También él ha errado en la lectura de ciertos filmes. Así le sucedió con Centauros del desierto. «Durante años no la aprecié. Me gustaba el personaje de John Wayne y comprendía su lado racista, pero al de Jeffrey Hunter no lo pillaba. Supongo que era por el tono de melodramas en los wéstern de los cincuenta», reflexionó en voz alta.
Tarantino no entendía cómo sus grandes ídolos, Steven Spielberg, Martin Scorsese, Paul Schrader y Peter Bogdanovich, tenían este clásico del Oeste en un pedestal. No obstante, al escribir el libro decidió revisarlo a fin de hacer la ligazón entre todos los capítulos.

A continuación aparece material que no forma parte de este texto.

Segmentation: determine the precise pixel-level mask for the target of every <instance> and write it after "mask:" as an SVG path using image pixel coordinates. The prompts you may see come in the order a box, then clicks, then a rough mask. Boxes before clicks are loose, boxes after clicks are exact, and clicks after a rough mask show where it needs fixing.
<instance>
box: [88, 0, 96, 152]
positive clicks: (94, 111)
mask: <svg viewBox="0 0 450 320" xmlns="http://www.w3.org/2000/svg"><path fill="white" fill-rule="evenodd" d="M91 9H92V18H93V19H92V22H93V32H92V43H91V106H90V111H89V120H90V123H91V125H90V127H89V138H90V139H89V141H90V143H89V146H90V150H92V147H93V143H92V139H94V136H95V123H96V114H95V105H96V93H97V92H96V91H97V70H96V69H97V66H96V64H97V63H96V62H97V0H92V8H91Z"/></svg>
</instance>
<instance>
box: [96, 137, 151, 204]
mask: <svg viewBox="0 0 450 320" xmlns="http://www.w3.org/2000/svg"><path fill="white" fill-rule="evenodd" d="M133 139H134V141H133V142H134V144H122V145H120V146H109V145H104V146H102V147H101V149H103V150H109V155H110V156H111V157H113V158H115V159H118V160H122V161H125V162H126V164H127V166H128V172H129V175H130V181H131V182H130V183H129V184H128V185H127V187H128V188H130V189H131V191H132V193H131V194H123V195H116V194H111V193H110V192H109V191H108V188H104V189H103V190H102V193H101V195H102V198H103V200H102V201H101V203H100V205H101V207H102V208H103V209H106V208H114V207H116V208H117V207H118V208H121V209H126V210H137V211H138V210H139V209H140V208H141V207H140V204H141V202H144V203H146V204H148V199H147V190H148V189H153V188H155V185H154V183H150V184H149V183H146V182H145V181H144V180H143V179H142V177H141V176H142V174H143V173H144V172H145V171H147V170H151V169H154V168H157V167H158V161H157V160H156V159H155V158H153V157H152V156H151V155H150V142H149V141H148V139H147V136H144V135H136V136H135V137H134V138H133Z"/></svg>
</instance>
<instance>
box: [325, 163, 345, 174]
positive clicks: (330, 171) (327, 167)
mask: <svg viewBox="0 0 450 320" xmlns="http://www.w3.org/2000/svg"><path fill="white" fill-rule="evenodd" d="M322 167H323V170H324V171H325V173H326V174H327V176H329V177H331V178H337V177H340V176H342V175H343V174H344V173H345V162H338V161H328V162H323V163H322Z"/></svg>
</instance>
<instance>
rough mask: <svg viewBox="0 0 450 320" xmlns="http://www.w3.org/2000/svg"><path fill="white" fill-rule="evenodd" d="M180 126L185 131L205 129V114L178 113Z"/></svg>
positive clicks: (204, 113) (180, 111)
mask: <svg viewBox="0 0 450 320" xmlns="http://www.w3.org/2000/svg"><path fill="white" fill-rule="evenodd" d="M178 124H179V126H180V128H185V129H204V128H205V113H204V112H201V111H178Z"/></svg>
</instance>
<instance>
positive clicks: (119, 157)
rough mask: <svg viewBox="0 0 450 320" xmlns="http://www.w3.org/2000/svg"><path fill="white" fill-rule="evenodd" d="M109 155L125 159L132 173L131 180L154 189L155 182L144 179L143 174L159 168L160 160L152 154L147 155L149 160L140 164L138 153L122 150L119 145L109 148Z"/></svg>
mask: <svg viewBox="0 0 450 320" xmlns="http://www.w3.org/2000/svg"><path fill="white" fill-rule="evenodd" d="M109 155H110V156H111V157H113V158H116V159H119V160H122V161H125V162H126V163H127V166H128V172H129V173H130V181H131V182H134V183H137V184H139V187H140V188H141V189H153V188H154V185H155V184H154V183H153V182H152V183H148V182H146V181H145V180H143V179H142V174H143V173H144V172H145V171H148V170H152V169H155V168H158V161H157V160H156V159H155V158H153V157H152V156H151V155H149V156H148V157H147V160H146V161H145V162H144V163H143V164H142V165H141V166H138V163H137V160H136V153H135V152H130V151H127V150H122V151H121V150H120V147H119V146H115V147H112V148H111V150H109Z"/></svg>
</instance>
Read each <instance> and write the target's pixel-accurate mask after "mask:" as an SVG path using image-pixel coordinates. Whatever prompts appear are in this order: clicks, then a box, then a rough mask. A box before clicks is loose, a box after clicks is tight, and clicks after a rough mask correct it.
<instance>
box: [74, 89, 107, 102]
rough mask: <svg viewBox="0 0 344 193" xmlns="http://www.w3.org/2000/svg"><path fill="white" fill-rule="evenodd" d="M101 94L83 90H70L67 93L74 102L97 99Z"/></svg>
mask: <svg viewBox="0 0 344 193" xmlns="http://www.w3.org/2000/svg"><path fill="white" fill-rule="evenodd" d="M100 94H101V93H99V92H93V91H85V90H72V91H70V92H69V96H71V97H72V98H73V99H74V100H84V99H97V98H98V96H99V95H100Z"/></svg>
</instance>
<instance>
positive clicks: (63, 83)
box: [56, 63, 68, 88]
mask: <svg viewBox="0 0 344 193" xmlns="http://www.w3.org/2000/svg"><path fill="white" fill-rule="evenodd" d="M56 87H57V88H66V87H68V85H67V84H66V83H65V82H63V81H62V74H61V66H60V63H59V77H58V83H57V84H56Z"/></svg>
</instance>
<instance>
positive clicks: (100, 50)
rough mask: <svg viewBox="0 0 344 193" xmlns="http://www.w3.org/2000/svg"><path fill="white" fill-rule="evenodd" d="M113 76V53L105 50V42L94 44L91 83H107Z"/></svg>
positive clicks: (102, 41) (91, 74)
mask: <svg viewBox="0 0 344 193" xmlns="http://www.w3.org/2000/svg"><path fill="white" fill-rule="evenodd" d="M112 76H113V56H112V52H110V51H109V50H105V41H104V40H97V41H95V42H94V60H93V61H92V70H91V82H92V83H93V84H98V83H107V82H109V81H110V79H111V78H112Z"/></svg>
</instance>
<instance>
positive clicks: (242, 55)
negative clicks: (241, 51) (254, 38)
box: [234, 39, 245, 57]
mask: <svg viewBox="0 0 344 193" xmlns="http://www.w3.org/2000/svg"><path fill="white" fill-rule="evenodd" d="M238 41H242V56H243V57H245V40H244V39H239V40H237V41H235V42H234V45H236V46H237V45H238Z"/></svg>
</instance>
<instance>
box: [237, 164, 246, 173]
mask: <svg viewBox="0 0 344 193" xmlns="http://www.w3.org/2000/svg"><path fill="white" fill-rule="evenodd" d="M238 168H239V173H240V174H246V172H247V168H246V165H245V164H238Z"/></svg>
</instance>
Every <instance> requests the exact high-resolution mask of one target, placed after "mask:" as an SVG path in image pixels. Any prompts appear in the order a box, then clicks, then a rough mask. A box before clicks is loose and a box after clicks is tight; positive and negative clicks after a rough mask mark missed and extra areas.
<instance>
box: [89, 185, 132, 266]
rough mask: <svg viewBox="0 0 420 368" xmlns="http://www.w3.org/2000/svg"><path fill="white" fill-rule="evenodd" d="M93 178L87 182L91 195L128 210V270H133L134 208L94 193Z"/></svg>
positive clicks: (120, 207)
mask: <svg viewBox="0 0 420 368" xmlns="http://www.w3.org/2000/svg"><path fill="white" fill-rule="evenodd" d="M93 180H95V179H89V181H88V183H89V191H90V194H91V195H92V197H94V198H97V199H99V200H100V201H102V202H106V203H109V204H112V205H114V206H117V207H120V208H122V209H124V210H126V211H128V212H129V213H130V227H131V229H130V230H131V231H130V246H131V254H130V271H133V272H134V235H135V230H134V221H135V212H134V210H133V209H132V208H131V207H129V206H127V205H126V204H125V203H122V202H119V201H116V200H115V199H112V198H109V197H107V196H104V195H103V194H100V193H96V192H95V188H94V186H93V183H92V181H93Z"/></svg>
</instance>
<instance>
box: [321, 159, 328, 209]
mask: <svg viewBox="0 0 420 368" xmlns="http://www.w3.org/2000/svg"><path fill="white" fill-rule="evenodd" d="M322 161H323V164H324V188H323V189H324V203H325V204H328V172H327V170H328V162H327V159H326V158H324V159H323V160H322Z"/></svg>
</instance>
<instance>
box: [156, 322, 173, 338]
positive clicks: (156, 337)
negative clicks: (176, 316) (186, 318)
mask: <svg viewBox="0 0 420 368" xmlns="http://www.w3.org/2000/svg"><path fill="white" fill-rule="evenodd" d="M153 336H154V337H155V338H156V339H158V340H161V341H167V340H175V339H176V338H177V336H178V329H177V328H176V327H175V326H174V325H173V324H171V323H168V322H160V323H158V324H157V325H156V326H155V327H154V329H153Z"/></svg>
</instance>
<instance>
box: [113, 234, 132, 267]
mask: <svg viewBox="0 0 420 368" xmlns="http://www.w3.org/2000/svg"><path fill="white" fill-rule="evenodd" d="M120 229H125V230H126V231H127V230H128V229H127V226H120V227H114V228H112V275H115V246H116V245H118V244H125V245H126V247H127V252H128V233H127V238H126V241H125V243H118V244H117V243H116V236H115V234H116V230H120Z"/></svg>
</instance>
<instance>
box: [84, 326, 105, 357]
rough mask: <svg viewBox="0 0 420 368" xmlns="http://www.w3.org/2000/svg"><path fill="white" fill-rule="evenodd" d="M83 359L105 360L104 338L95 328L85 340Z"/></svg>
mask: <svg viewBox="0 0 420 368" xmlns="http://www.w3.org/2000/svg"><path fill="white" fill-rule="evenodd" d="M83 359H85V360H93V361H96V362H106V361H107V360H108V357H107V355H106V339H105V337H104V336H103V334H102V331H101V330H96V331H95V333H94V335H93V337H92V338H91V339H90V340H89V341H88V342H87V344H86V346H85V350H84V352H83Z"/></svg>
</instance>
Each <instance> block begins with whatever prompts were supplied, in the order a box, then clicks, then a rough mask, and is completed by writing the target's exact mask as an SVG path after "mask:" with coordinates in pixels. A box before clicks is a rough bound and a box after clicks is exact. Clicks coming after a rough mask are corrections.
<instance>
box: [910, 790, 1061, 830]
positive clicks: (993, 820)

Y esta vez le gustó: «Me conmovió esta comunidad de personajes blancos aferrados a rituales para ser humanos, construyendo una versión de civilización en ese mundo salvaje. Lo que no compro es que Natalie Wood vuelva con ellos, me gustaría que Wayne la matara».
Aquel visionado le hizo apreciar a Ford, «un cineasta al que ya se pretendía cancelar antes de que existiera la cancelación». A este respecto citó la película Fort Apache (1948), donde se absuelve al personaje de Henry Fonda de cometer un genocidio. «Son películas que constituyen una representación fiel de la mentalidad de la época. En los cuarenta no creo que nadie censurara el final, así que es un vistazo a cómo era la gente. Vale que necesiten ser examinadas, pero no ir a la basura».
Su gusto por las películas violentas tanto como público como tras la cámara es una obviedad, pero estableció una línea roja: cuando detecta incompetencia al filmarlas. Para ejemplificarlo escogió Juego de patriotas (Phillip Noyce, 1992). Durante la trama de esta «jodida película», el agente de la CIA Jack Ryan, interpretado por Harrison Ford, asesina en Londres a un miembro del IRA que está planeando un secuestro. Su hermano, interpretado por Sean Bean, planea su venganza.
«Mi problema es que entiendo las razones de Harrison como también las de Bean. Este estúpido americano entrometido no solo ha jodido su plan, sino que ha matado a su hermano. Pero en lugar de presentarlo como un terrorista con un objetivo, empiezan a venderme que es un psicópata. Como las motivaciones del villano eran tan comprensibles tuvieron que convertirlo en un tarado y eso me ofendió profundamente», se explayó el director de clásicos contemporáneos como Pulp Fiction (1994) y Kill Bill (2003 y 2004), despachando cualquier atisbo de interés por la película entre el público asistente.
La venganza en su cine ha adquirido dinámicas de justicia poética al recurrir a la ucronía hasta en tres ocasiones. En Malditos bastardos (2009), Django desencadenado (2012) y Érase una vez en... Hollywood (2019). Tarantino descartó que ese motivo recurrente responda a una necesidad personal. En el caso del nazismo, su reescritura de la historia no estaba planeada en origen. «Un día a las dos de la mañana, escuchando música y pensando en diferentes ideas, escuché de repente una voz que me dijo: mátalos a todos. Era mi historia y podía hacerlo, ¡claro que sí!».
En el caso del asesinato de Sharon Tate, sí respondió en origen a un anhelo personal en origen. «Quería que los Manson fueran a la casa equivocada, realmente equivocada».